We go inside. A custodian type meets us and checks our IDs. He has the files Pasi requested ready for us and escorts us to a jail cell in the basement. It only contains a wooden table with a reading lamp on it, and a couple of chairs. The custodian sets our files on the table and leaves.
I think of the Lubyanka again. “Did Valpo torture enemies of the state in this cell?” I ask.
“No,” Pasi says, “they did that in the interrogation rooms.”
“I was only half serious. I can’t picture Finnish police torturing anyone.”
“Don’t be naive. Of course they did. In general, not as brutally as the Nazis or Soviets, but interrogations sometimes employed physical coercion. Beatings. Hitting the soles of the feet with nightsticks. Things like that.”
We sit. He hands me files on Arvid and Ukki. “Let’s take a look,” he says.
The dossiers are thin. I open Arvid’s first. Pasi and I read it together. The photo clipped to it is nearly seventy years old, but it’s Arvid. The top sheet gives vital stats.
DOB: January 3, 1920. Arvid enters Valpo service in 1938, at age eighteen, is stationed in Helsinki. I wonder how he got into the security police at such a young age. By 1940, he receives two citations for distinction in service. Reasons not stated.
He’s fluent in German and Russian. He leaves Valpo service for a time to go to the front during the Winter War. He’s wounded in action. After recovery, he goes back to work for Valpo, this time up north, in the Rovaniemi station. In 1941, he’s attached to Einsatzkommando Finnland. The sheet states only Salla. No mention of a stalag. In January 1943, he’s again stationed in Helsinki. He’s fired by Valpo in June 1945. I ask Pasi why this might have been.

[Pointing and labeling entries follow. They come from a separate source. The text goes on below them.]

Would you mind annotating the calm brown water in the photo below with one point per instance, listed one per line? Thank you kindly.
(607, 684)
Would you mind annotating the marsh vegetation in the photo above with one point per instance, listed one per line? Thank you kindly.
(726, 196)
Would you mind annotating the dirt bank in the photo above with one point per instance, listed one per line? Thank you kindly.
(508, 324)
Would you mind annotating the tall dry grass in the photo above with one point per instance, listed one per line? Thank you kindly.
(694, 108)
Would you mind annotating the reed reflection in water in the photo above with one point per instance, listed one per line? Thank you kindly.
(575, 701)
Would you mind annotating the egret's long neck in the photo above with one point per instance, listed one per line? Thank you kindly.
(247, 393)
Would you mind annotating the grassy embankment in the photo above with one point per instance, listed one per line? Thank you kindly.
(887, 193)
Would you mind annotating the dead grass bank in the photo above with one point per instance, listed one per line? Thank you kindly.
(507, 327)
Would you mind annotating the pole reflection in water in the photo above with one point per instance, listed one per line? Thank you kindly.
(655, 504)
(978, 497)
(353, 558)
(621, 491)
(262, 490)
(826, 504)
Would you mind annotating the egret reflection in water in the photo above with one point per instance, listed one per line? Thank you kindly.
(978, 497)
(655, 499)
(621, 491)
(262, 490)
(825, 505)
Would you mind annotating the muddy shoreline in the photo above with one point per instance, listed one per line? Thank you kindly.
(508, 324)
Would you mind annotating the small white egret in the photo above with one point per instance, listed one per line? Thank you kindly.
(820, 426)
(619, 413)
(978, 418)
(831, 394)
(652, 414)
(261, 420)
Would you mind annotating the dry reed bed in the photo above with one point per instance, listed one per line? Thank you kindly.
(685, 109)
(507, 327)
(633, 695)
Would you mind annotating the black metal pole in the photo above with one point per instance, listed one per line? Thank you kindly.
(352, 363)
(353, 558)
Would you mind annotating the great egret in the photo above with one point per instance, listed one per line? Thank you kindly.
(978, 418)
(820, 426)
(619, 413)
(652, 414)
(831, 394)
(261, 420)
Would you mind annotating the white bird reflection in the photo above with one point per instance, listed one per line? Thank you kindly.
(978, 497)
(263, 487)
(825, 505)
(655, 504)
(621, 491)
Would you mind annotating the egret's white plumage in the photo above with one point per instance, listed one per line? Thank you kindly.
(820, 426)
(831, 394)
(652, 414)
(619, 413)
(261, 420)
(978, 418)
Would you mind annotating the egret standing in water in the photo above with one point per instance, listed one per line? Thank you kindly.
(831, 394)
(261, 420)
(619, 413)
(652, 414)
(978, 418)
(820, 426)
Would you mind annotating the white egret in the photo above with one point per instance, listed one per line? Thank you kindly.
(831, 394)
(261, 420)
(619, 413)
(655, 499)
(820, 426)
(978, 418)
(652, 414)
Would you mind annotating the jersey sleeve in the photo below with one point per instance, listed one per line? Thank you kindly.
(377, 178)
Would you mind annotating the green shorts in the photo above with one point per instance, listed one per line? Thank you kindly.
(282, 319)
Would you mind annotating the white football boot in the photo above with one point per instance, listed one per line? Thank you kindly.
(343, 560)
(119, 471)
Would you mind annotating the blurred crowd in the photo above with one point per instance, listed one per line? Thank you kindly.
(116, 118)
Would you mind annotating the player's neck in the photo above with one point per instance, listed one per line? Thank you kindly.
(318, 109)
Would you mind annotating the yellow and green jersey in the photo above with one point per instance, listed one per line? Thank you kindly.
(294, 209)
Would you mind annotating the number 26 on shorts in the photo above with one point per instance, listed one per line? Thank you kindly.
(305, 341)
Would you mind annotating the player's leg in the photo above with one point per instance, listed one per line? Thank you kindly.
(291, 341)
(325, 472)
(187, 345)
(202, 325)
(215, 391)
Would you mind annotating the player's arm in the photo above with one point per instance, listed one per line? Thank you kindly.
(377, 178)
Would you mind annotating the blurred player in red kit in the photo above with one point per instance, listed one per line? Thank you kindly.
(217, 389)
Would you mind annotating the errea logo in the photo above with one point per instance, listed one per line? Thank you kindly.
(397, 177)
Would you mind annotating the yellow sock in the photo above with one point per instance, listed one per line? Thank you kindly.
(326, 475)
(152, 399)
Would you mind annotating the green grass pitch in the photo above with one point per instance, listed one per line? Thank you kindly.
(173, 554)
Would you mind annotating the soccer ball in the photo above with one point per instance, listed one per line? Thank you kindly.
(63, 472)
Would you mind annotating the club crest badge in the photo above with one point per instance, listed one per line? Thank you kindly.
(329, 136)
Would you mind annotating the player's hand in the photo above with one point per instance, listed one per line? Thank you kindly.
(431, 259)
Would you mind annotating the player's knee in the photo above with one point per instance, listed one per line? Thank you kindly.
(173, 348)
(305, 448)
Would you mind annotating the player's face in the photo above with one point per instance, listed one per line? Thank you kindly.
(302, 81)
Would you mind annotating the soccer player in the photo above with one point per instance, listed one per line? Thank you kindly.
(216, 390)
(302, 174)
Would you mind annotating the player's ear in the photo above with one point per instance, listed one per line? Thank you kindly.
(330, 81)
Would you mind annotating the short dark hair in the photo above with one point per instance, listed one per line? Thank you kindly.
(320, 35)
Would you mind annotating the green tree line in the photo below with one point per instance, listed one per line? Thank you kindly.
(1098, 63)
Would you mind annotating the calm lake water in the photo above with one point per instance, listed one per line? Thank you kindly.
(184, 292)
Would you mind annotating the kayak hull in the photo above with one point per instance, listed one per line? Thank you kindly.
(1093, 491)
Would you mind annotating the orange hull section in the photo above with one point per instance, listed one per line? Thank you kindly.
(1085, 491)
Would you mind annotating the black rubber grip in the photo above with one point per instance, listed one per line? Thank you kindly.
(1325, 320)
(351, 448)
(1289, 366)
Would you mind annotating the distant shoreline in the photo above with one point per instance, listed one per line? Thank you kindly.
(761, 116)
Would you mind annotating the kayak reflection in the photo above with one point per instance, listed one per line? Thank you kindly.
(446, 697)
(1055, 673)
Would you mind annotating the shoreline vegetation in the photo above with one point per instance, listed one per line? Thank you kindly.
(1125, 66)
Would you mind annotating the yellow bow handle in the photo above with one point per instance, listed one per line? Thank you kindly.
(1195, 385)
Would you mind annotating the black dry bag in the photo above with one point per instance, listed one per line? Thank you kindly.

“Anti-Communist White Valpo was replaced by Red Valpo, Communists and leftist radicals. The new security police were by and large men that the old security police once investigated. Out with the old and in with the new.”
Arvid’s sheet details his commendations and medals. The Mannerheim Cross-the medal of honor. The Commemorative Medal of the Winter War. The Badge for Wounded Veterans. The Nordfront Crosses-awarded by Germany. The Order of the Cross of Liberty. The Order of the White Rose of Finland. The Order of the Lion of Finland. The list goes on.
The last page of the dossier is a letter of recommendation dated August 12, 1938. The writer is Bruno Aaltonen, deputy director of Valpo. He requests that Arvid be accepted into Valpo service forthwith.
“Arvid Lahtinen was connected to people high up in the intelligence community,” Pasi says. “Aaltonen took such matters seriously and wouldn’t have taken Lahtinen into Valpo unless he had the highest confidence that he was detective material.”
I open Ukki’s dossier. In his photo, he’s nineteen years old. Ukki was a year older, but other than that, their files are nearly identical. Ukki and Arvid entered Valpo service at the same time, worked in the same duty stations during the same time frames, won almost all the same medals. Everything. The last page is a recommendation from Bruno Aaltonen that Toivo Kivipuro be taken into the security police as a detective. The date: August 12, 1938. It’s like reading about twin brothers.
“Arvid lied,” I say. “He told me he didn’t know my grandpa.”
“Given that they were so young, and Aaltonen wrote the letters on the same day, there must be a connection between your family and Arvid’s. My guess is that Aaltonen knew their fathers, and together, they asked Aaltonen for their appointments. That also might explain their assignment to Einsatzkommando Finnland.”